5G - harmonious disruptive technology
5G broadband is coming. It is called a 'general purpose technology' because it will help to drive an industry and community-wide range of new ultra-smart services.
The UK has struggled with 4G, ranking only 54th in the world. In fact Bournemouth has one of the worst 4G records in the country. But Britain is planning to do much, much better with the new ubiquitous 5G.
This is because 5G will have to be everywhere, reliable, secure and extremely fast at all times.
Above all, 5G will be a lot cheaper, opening up huge opportunities for small businesses to deliver exciting services. By one estimate, 5G will be worth $12.3 trillion to the world economy by 2035.
5G has also been described as the 'Massive Internet-of-Things' to differentiate it from the old, slow 4G 'Internet-of-Things' that hasn't even been created yet!
How will 5G help me?
5G will be the power behind every smart device in business. By 2020, there will be 50 to 100 billion commercial devices worldwide 'talking' to each other continuously in a totally immersive information environment.
The business card in your pocket will talk to other business cards when you enter a room. It will also chat to the camera embedded in your spectacles with facial-recognition capabilities. Both will be connected to the wider world.
In parallel, your client's stock system may talk directly to your own warehouse or suppliers, discussing prices and availability, and making automatic delivery arrangements on an efficient, low-cost just-in-time basis.
Supply chains will be fully-integrated; you won't need to tie up capital in idle stock. You will also have instant access to data on your customers' buying history and preferences.
Mobile on the move
Another much talked about 5G technology will be driverless cars and smart transport systems. One of the UK's 5G infrastructure priorities is developing 5G-enabled railway lines and road networks.
Smart-roads will be vital for driverless-vehicles - an example of Mission Critical Services (MCS) - that can avoid other traffic and obstacles.
However, the smart technology will not stop there. UK motorways are already embedded with intelligent sensors that can report on traffic flow patterns, potential bottlenecks and delays.
Advanced traffic systems will also 'talk' to individual cars. These in turn will also communicate with each other. Their joint 'swarm' information will help to predict and prevent congestion, pollution black-spots and inefficient fuel-use, albeit from green electricity.
Smart cities will guide drivers to vacant parking places and switch on street lights for emergency services. Sat nav data will be projected into windscreens.
Cheaper utilities and smart homes
Utilities too will be far more efficient and cost-effective with 5G, from the smart use of ventilation and heating through to energy, water, IT services and waste minimisation and recycling systems.
Expect early warnings about blocked drains! It's all money saved or money earned for the right supplier.

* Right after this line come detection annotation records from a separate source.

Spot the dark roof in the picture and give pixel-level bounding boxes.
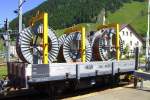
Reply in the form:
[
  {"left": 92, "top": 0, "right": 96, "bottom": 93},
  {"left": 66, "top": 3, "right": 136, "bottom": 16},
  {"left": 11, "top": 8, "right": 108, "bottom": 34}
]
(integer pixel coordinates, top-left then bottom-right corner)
[{"left": 120, "top": 24, "right": 144, "bottom": 42}]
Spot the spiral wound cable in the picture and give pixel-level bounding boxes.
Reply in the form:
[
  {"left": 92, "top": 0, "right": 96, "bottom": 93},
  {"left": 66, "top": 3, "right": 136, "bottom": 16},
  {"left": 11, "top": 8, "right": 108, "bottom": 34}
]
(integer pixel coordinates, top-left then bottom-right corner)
[{"left": 16, "top": 27, "right": 59, "bottom": 63}]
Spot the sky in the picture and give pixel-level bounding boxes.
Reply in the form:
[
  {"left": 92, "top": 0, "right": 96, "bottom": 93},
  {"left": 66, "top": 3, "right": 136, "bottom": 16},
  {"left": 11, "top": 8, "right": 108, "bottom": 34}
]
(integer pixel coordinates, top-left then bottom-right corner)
[{"left": 0, "top": 0, "right": 46, "bottom": 27}]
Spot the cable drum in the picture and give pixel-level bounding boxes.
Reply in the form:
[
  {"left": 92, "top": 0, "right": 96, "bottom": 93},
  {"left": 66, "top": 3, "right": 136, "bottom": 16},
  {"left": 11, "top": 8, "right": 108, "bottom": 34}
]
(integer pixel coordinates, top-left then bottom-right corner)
[
  {"left": 17, "top": 27, "right": 59, "bottom": 64},
  {"left": 57, "top": 34, "right": 67, "bottom": 62},
  {"left": 92, "top": 29, "right": 123, "bottom": 61},
  {"left": 63, "top": 32, "right": 92, "bottom": 62}
]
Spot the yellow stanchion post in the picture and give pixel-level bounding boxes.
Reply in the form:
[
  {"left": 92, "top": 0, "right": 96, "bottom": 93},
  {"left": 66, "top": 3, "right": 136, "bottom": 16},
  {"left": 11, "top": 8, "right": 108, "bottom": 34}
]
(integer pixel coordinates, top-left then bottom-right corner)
[
  {"left": 81, "top": 27, "right": 86, "bottom": 63},
  {"left": 116, "top": 24, "right": 120, "bottom": 61},
  {"left": 43, "top": 13, "right": 48, "bottom": 64}
]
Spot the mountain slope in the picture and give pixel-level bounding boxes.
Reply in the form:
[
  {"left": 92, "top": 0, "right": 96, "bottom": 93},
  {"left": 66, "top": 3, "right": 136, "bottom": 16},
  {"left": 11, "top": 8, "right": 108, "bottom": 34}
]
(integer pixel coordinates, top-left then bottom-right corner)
[
  {"left": 10, "top": 0, "right": 131, "bottom": 29},
  {"left": 10, "top": 0, "right": 147, "bottom": 36},
  {"left": 107, "top": 2, "right": 147, "bottom": 36}
]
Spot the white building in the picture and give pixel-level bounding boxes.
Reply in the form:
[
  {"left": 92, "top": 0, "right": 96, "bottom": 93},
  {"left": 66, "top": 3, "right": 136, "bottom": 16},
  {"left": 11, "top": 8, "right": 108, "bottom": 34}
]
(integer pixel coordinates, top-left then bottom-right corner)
[{"left": 120, "top": 24, "right": 143, "bottom": 52}]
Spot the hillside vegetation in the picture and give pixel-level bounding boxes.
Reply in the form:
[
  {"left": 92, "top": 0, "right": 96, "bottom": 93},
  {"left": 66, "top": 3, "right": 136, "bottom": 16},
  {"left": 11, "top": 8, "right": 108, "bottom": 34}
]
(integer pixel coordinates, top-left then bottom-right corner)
[{"left": 10, "top": 0, "right": 147, "bottom": 35}]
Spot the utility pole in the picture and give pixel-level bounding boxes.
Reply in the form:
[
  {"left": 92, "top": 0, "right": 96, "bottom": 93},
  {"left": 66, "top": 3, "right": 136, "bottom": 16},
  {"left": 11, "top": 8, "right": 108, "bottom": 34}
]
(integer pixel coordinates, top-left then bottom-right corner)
[
  {"left": 18, "top": 0, "right": 23, "bottom": 33},
  {"left": 4, "top": 18, "right": 10, "bottom": 62},
  {"left": 146, "top": 0, "right": 150, "bottom": 60}
]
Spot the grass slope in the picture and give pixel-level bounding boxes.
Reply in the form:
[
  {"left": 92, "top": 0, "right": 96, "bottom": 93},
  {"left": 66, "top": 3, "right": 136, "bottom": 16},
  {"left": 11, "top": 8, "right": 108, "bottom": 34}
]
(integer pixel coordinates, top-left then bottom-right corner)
[
  {"left": 107, "top": 2, "right": 147, "bottom": 36},
  {"left": 56, "top": 1, "right": 147, "bottom": 37}
]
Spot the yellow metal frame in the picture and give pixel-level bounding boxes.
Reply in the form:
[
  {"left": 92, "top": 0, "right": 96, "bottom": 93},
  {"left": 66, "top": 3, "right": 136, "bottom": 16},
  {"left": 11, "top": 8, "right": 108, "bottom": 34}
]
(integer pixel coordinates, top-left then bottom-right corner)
[
  {"left": 64, "top": 26, "right": 86, "bottom": 63},
  {"left": 97, "top": 24, "right": 120, "bottom": 61},
  {"left": 30, "top": 12, "right": 48, "bottom": 64}
]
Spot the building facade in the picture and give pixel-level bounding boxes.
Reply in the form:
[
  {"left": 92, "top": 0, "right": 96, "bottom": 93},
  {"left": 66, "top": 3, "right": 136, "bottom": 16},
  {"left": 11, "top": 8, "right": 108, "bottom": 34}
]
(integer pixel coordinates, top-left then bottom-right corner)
[{"left": 120, "top": 24, "right": 143, "bottom": 52}]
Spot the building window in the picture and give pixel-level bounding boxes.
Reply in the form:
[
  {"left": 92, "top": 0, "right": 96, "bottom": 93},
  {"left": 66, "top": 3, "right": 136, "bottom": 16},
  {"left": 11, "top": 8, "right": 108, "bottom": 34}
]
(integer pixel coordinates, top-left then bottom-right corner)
[
  {"left": 130, "top": 41, "right": 132, "bottom": 46},
  {"left": 127, "top": 32, "right": 128, "bottom": 36},
  {"left": 130, "top": 32, "right": 132, "bottom": 36}
]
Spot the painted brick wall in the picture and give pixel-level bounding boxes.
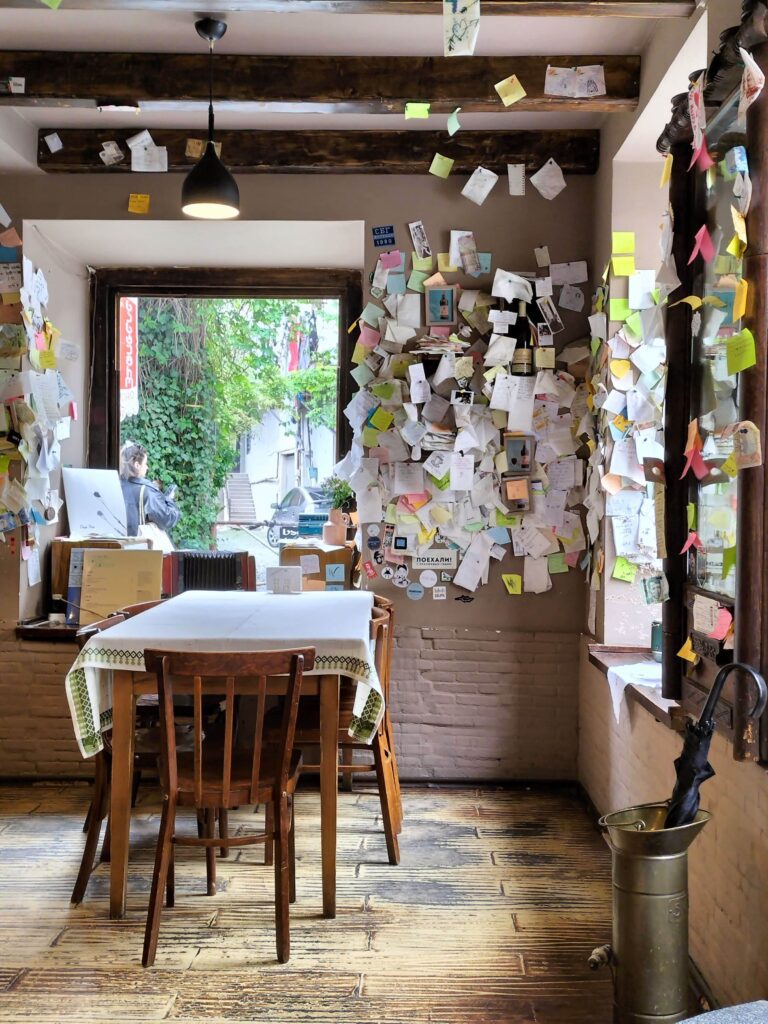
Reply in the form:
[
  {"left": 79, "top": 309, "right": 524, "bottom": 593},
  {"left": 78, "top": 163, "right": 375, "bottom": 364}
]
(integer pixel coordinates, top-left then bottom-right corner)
[
  {"left": 579, "top": 643, "right": 768, "bottom": 1006},
  {"left": 391, "top": 627, "right": 579, "bottom": 779},
  {"left": 0, "top": 630, "right": 93, "bottom": 777}
]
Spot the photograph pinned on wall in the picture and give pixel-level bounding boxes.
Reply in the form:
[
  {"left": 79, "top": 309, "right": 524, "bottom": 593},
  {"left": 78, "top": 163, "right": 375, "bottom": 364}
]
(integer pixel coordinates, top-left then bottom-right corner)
[{"left": 424, "top": 285, "right": 458, "bottom": 327}]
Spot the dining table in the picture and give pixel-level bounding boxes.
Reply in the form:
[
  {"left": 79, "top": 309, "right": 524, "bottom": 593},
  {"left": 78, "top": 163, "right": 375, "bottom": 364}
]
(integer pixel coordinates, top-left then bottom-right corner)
[{"left": 66, "top": 591, "right": 384, "bottom": 918}]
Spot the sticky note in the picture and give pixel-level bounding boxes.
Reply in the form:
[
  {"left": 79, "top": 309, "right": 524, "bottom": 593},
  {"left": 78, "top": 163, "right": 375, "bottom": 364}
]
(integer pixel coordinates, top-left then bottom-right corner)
[
  {"left": 128, "top": 193, "right": 150, "bottom": 213},
  {"left": 725, "top": 328, "right": 757, "bottom": 374},
  {"left": 502, "top": 570, "right": 528, "bottom": 594},
  {"left": 429, "top": 153, "right": 454, "bottom": 178},
  {"left": 608, "top": 299, "right": 632, "bottom": 321},
  {"left": 610, "top": 231, "right": 635, "bottom": 256},
  {"left": 494, "top": 75, "right": 526, "bottom": 106},
  {"left": 406, "top": 103, "right": 430, "bottom": 121},
  {"left": 611, "top": 555, "right": 637, "bottom": 583}
]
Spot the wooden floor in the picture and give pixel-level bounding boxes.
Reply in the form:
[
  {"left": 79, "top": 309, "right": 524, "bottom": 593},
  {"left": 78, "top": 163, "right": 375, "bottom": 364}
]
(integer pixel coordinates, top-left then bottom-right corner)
[{"left": 0, "top": 784, "right": 610, "bottom": 1024}]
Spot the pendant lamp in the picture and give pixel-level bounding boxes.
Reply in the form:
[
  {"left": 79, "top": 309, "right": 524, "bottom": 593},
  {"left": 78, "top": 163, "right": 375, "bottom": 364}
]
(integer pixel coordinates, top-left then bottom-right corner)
[{"left": 181, "top": 17, "right": 240, "bottom": 220}]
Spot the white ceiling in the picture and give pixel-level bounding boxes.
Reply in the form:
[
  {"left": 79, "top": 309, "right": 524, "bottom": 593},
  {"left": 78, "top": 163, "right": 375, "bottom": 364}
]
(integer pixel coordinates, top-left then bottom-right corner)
[{"left": 0, "top": 6, "right": 658, "bottom": 173}]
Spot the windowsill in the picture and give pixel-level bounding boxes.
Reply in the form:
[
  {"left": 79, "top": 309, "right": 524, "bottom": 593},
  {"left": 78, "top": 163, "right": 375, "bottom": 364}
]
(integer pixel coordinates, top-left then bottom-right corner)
[{"left": 588, "top": 643, "right": 688, "bottom": 732}]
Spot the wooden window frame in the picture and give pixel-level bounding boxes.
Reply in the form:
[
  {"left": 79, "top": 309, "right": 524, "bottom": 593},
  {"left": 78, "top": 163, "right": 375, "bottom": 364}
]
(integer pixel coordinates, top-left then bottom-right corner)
[{"left": 86, "top": 267, "right": 362, "bottom": 469}]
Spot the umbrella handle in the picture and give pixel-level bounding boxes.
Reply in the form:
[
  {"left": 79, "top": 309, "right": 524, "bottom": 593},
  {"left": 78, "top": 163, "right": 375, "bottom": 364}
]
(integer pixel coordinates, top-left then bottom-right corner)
[{"left": 698, "top": 662, "right": 768, "bottom": 727}]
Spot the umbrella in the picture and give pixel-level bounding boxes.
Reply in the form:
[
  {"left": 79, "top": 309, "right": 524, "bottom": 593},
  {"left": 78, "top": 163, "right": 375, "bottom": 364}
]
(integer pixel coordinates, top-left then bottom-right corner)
[{"left": 665, "top": 662, "right": 768, "bottom": 828}]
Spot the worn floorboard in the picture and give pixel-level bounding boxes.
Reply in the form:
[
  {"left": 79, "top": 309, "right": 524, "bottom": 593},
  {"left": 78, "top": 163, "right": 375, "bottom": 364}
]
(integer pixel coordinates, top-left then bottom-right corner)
[{"left": 0, "top": 784, "right": 611, "bottom": 1024}]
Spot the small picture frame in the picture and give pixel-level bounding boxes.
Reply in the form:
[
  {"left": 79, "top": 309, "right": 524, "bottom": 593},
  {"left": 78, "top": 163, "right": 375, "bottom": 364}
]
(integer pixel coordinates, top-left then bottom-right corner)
[
  {"left": 504, "top": 434, "right": 536, "bottom": 476},
  {"left": 424, "top": 285, "right": 458, "bottom": 327}
]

Homes will become a digital-enhanced paradise - given adequate security to guard against cyber abuse - with fridges, washing machines and other white goods interacting to keep you and your customers happy and fully stocked.
Bournemouth is trialling the precise 3D modelling needed to achieve all these goals. It is a Government scheme run by Ordinance Survey with the University of Surrey and the Met Office.
Not only will every bus stop, road sign, lamp post and radio spectrum be modelled, the project is sophisticated enough to include seasonal and extreme weather data.
A major aim is to determine how many and where 5G antenna must be sited.